Sync Copy Engine vs Async Copy Engine in Nsight Systems GPU Metrics

Hello, I am trying to understand the meaning of the “Sync Copy Engine Active” and “Async Copy Engine Active” metrics shown in Nsight Systems.

In the Release Notes — nsight-systems 2024.5 documentation, I found the following description:

Copy engines are also exposed in the general metrics-set to better understand GPU activity for some architectures such as NVIDIA Ada Architecture. Synchronous copy engines are used in the graphics command sequences. Async copy engines are used in both compute and graphics to copy resources (typically) in the background.

I am using NVIDIA RTX 4000 Blackwell GPUs, and I can also see both Async Copy Engine Active and Sync Copy Engine Active in Nsight Systems.

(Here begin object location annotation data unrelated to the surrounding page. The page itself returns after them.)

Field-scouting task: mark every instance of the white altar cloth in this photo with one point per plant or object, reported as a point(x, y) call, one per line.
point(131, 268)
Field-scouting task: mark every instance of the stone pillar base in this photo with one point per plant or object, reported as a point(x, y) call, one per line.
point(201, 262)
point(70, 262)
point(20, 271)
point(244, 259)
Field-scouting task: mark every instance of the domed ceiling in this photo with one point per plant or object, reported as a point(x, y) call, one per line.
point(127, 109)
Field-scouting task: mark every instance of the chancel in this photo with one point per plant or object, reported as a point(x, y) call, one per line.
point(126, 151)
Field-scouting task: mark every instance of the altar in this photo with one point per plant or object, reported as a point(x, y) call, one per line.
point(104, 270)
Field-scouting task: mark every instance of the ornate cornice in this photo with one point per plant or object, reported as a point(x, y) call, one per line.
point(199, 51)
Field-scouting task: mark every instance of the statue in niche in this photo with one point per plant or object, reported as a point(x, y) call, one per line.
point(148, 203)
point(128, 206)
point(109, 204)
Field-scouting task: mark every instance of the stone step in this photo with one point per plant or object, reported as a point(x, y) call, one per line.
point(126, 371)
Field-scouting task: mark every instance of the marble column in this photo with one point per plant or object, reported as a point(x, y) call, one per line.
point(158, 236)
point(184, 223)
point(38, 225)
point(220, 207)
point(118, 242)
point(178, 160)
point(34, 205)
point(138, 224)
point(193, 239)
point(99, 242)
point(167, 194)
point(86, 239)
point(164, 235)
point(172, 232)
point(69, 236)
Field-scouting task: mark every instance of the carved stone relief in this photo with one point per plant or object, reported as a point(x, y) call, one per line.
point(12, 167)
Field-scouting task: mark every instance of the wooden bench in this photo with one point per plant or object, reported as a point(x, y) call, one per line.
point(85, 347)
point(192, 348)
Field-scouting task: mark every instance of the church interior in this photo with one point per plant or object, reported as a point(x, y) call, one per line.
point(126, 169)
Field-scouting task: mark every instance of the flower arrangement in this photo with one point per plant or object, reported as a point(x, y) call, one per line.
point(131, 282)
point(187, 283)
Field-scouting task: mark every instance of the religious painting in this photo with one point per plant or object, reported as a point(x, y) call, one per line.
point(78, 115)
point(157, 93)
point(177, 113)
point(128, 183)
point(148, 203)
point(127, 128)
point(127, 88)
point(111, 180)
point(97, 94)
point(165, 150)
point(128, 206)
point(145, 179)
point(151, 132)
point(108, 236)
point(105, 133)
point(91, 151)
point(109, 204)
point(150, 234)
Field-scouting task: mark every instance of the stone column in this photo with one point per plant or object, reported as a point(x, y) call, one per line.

However, I am still confused about how I should interpret these metrics.

My question is:

  • Should I understand this as
    “the GPU has copy engines, and Nsight Systems classifies copy-engine activity into sync and async categories”?

or

  • Does this mean
    “there are physically distinct types of copy engines, namely sync copy engines and async copy engines”?

If there is any official documentation or architectural explanation clarifying this, I would really appreciate it.

Thank you very much for your time and help.

Sync and Async are misnomers in CUDA use cases as these names came from graphics use cases.

In CUDA all copy engines are asynchronous to the GR (graphics/compute) engine. On most GPUs each copy engine can report active; there is no method in PM system to collect bytes count. CUDA memory copy trace can be used to understand when specific tasks are in flight.

Thank you again for your earlier reply.

I have one follow-up question about Nsight Systems.

In my microbenchmark, for the p2p_ce case, I enqueue the transfer on a destination GPU stream and call:

cudaMemcpyPeerAsync(d_dst, args.dst, d_src, args.src, args.bytes, s);

So the copy is issued from the destination GPU side in software.

In such a case, is there any way in Nsight Systems to determine whether the actual transfer is carried out by the source GPU’s copy engine or the destination GPU’s copy engine?

If Nsight Systems cannot reveal that level of ownership, please let me know as well.

Thank you again for your time and help.